That's a good distinction to point out, yes 
Follow-on questions/issues related to inference:
The proposal states that protocols which refine ~Copyable protocols must explicitly state non-copyability:
protocol P: ~Copyable { }
protocol Q: P { }
// `Q` is implicitly `Copyable`, which is allowed since it is "more refined" than `~Copyable`
protocol R: P, ~Copyable { }
While I understand how one arrives at this rationale, it's opposite the usual rules and therefore will inevitably catch some folks by surprise. The lack of any written artifact of the inferred copyability compounds the problem by making it harder to communicate the correct interpretation.
Also, if I understand correctly, given protocol P: ~Copyable, then for a conforming type:
struct S: P { }
...S is intended by this pitch to be Copyable using the same rationale, but it is not demonstrated explicitly in the pitch examples.
Supposing that we take the pitch as stated such that S is implicitly Copyable just as Q is, what of the following?
struct T<U: P> { } // `U` is constrained to `P: ~Copyable`
By the logic of constraints, U must not be implicitly Copyable; rather, U: P implies U: ~Copyable even though Q: P above implies Q: P, Copyable. Tricky, but learnable.
Then, by the inference rules pitched here, T: ~Copyable because U: ~Copyable (even if nowhere is there a tilde in the declaration).
However, if instead I declare struct T2<U: Q>, then since Q is implicitly unconditionally Copyable, T2 is also implicitly unconditionally Copyable. Or to put it together:
protocol P: ~Copyable { }
protocol Q: P { } // Copyable
struct T<U: P> { } // ~Copyable
struct T2<U: Q> { } // Copyable
For three declarations that each use what's superficially the same :, my feeling is that there are too many interacting rules of inference at play here.
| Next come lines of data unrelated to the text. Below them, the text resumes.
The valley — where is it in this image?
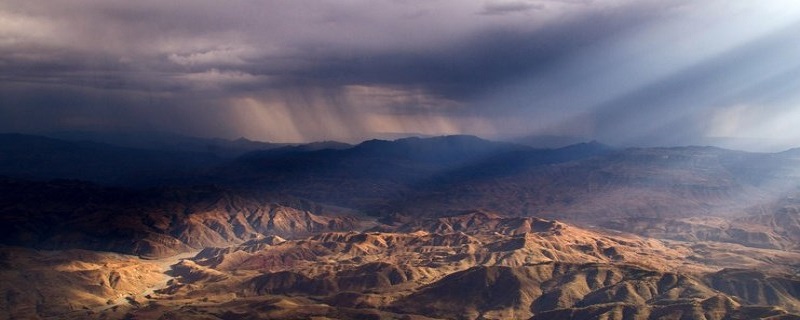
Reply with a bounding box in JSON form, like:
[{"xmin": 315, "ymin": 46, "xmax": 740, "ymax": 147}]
[{"xmin": 0, "ymin": 136, "xmax": 800, "ymax": 320}]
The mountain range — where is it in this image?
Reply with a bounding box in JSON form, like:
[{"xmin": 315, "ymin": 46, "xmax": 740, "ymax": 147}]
[{"xmin": 0, "ymin": 133, "xmax": 800, "ymax": 319}]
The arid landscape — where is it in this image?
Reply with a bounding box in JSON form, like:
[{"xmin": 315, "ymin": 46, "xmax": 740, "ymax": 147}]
[
  {"xmin": 0, "ymin": 136, "xmax": 800, "ymax": 319},
  {"xmin": 0, "ymin": 0, "xmax": 800, "ymax": 320}
]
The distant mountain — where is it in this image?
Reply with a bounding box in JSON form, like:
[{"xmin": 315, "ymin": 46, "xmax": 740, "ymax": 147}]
[
  {"xmin": 508, "ymin": 135, "xmax": 590, "ymax": 149},
  {"xmin": 43, "ymin": 131, "xmax": 292, "ymax": 158},
  {"xmin": 0, "ymin": 134, "xmax": 222, "ymax": 185},
  {"xmin": 209, "ymin": 136, "xmax": 611, "ymax": 211}
]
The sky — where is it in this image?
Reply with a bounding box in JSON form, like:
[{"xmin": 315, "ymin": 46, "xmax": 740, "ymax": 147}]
[{"xmin": 0, "ymin": 0, "xmax": 800, "ymax": 151}]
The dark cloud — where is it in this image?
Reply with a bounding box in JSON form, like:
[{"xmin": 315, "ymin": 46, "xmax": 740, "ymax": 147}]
[
  {"xmin": 0, "ymin": 0, "xmax": 800, "ymax": 149},
  {"xmin": 481, "ymin": 1, "xmax": 544, "ymax": 15}
]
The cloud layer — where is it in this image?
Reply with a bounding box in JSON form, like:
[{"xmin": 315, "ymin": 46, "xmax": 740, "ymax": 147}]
[{"xmin": 0, "ymin": 0, "xmax": 800, "ymax": 149}]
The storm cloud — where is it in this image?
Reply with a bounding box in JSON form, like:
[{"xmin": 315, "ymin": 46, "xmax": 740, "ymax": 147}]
[{"xmin": 0, "ymin": 0, "xmax": 800, "ymax": 149}]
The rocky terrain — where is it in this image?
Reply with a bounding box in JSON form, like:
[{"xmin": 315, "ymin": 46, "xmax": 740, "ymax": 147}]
[
  {"xmin": 21, "ymin": 212, "xmax": 800, "ymax": 319},
  {"xmin": 0, "ymin": 136, "xmax": 800, "ymax": 320}
]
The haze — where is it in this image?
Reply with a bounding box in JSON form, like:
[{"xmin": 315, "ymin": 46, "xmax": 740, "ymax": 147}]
[{"xmin": 0, "ymin": 0, "xmax": 800, "ymax": 151}]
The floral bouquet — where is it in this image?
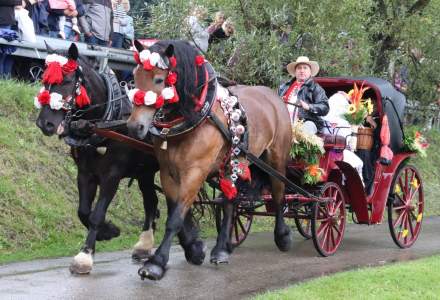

Ah, and I forgot—we have primary associated type notation for protocols now: since those aren't generics per se, things look similar but then diverge...
struct S<T> where T: ~Copyable { }
// `S` is implicitly `~Copyable`, per pitch
protocol PP<T> where T: ~Copyable { associatedtype T }
// ...equivalent to:
protocol PP<T> { associatedtype T: ~Copyable }
// `PP` is implicitly `Copyable`, per pitch
I'm wary of this amendment and of this interpretation of SE-0390.
A protocol which is Copyable can refine a protocol which is ~Copyable and a generic type that is ~Copyable can be conditionally Copyable. Thus the syntax ~Copyable very much does not mean "without Copyable" in those contexts. Rather, there is a relationship whereby Copyable refines ~Copyable—if we wanted to stick with your terminology, we could perhaps say that ~Copyable is read "without Copyable yet."
We allow—even require, in the case of conditional conformances—writing out multiple refining requirements such as T: Sequence, T: Collection; and I see no reason to ban this particular one here.
Overall, I have no doubt we can keep patching special rules upon special rules to try to make each individual example work, but it doesn't feel like the best direction for getting to a workable whole.
While I am reasonably happy with the ~Copyable spelling we ended up at in SE-0390, I would urge us not to regard this as some special operator that needs exegesis and new semantics. I'd be curious how far we get if instead we replace ~Copyable in one's mind's eye with a run-of-the-mill spelling such as PossiblyNoncopyable and consider what falls out from existing rules when we have protocol Copyable: PossiblyNoncopyable { }; typealias Any = any Copyable, then add the minimum inference rules we need so that existing types written for Swift 5 are inferred to conform to Copyable.